True, the whole point is to keep commercial interests out. That's what "amateur" means.

illegal to transmit anything on a regular basis that could reasonably be communicated some other way.

False. This is for something like a non-profit wanting to use radios for their operations, they should be steered toward another service like gmrs, FRS, murs, etc. instead of amateur radio.

[–] Mcdolan@lemmy.world 2 points 8 hours ago (2 children)

I call bs on the encryption part too. You just need to publicly post the key for your encryption and say you're not trying to hide what you're saying.

I haven't seen any regulations saying where you need to publicly post the key.

I say license up now and learn it how the shit works. Never know when some "pirate" stations may be needed.

[–] captain_aggravated@sh.itjust.works 1 points 5 hours ago (1 children)

There's a difference between encryption and encoding, and that difference is intent.

Encoding is the process of imparting a digital message onto the radio carrier. A simple example is Morse code; transmitted by keying a continuous wave on and off in pre-determined patterns of long and short pulses with long and short gaps between. Frequency shift keying and bodot code are the encoding scheme behind RTTY, etc. Hams are permitted to experiment with novel encoding schemes, and have invented a few, PSK31 comes to mind, a phase shift keying standard designed to use commonly available PC sound cards as a modem.

Encryption is the process of obscuring the message for all but the intended recipient. There is one specific case the law calls out when this is permissible in Amateur radio service, and that's control signals of Amateur radio satellites. A novel encoding scheme, like making up your own alphabet instead of the standard Morse one, or ciphers of any kind that are intended to make the message secret, is illegal.

It's not uncommon to hear encrypted communiques on the ham bands; I've picked them up myself. You want a fun rabbit hole to fall down, look up numbers stations. Some serious cold war james bond bullshit.

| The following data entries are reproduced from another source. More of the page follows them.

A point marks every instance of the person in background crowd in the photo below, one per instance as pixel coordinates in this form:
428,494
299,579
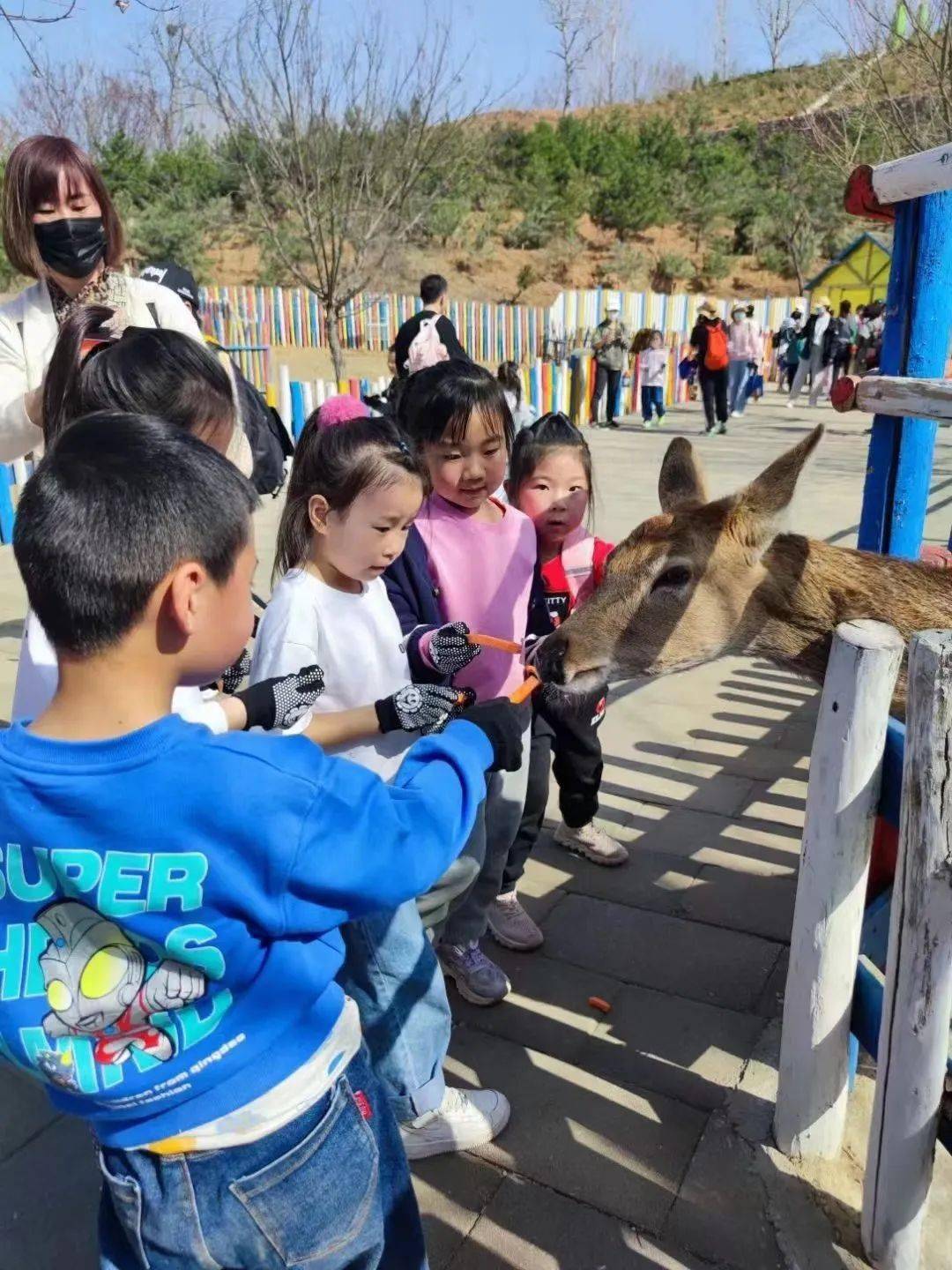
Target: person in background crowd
844,337
61,228
435,292
611,348
267,436
741,351
816,355
652,376
510,378
709,344
785,340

I don't believe it is legal to send a PGP encrypted message over the air (on ham radio, go ahead and send it over Wi-Fi, you can encrypt the shit out of that) even if you've posted your private key on your website. What would even be the point of that? tilts head It might be legal to send a PGP signed message over ham radio; if I understand correctly that's basically a checksum that can guarantee the sender's possession of a private key.

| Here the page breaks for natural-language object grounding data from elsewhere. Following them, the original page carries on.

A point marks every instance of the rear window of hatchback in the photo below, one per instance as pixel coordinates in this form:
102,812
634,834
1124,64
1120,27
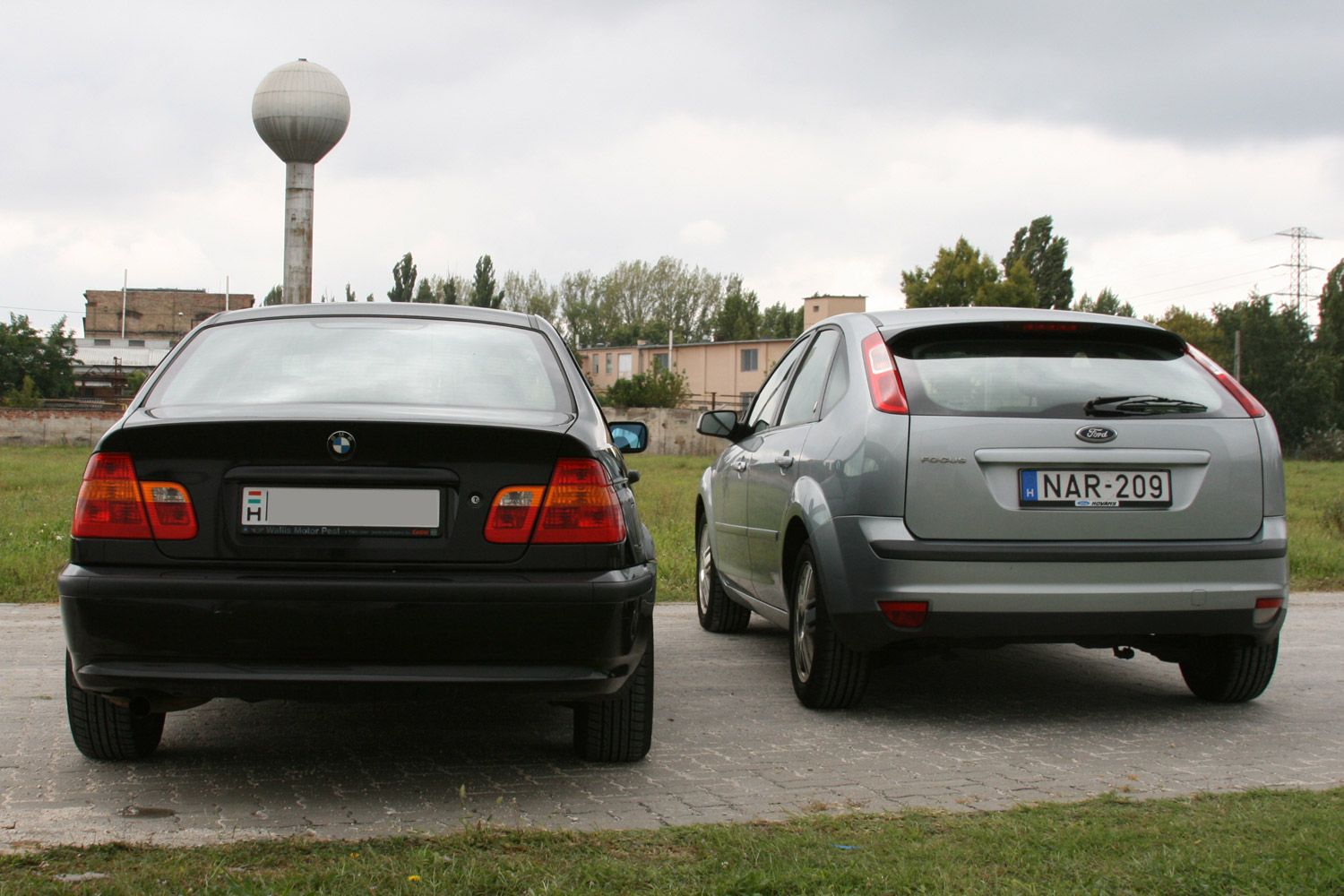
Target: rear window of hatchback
1024,371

[–] MangoCats@feddit.it 1 points 4 hours ago (1 children)

difference is intent.

And intent is functionally impossible to prove, but endlessly arguable and a judge can make a finding based on their judgement - something very different from proof.

send a PGP signed message over ham radio; if I understand correctly that’s basically a checksum that can guarantee the sender’s possession of a private key.

Correct.

Oh the legal system is pretty good at deciding intent, I mean what's the difference between manslaughter and murder?

Thing is, it's not like there's radio police that are going to pull you over for encrypting. Other hams might turn you in if you're being annoying. If you send an encrypted email over Hamlink once, or say something like "Beefy Burrito this is Enchilada, the tamales are in the basket" on 33cm once, probably nobody's gonna notice.

There's only ~3.7MHz worth of bandwith on the HF bands, another 4MHz on 6m. There's a lot of attention on the bands that propagate. If you want to secretly communicate with people, use Reddit, or the Fediverse.

You know r/kitty? One of a trillion cat subreddits that had a gimmick that the only written word allowed was "kitty." All post titles and comments had to consist only of "Kitty." Arrange with the leaders of the other terrorist cells you're working for that if u/chudmuffin posts a picture of an orange cat, we attack at dawn, and if he posts a picture of a grey cat, lay low they're onto us.

Encryption is legal and standard on the internet, where there's many orders of magnitude more traffic than on the ham bands. I can't send an encrypted email over Hamlink with a license, but I can host a Tor site without one.

Over here in Germany encryption is most definitely illegal. This includes encoded messages only the intended recipient could decode.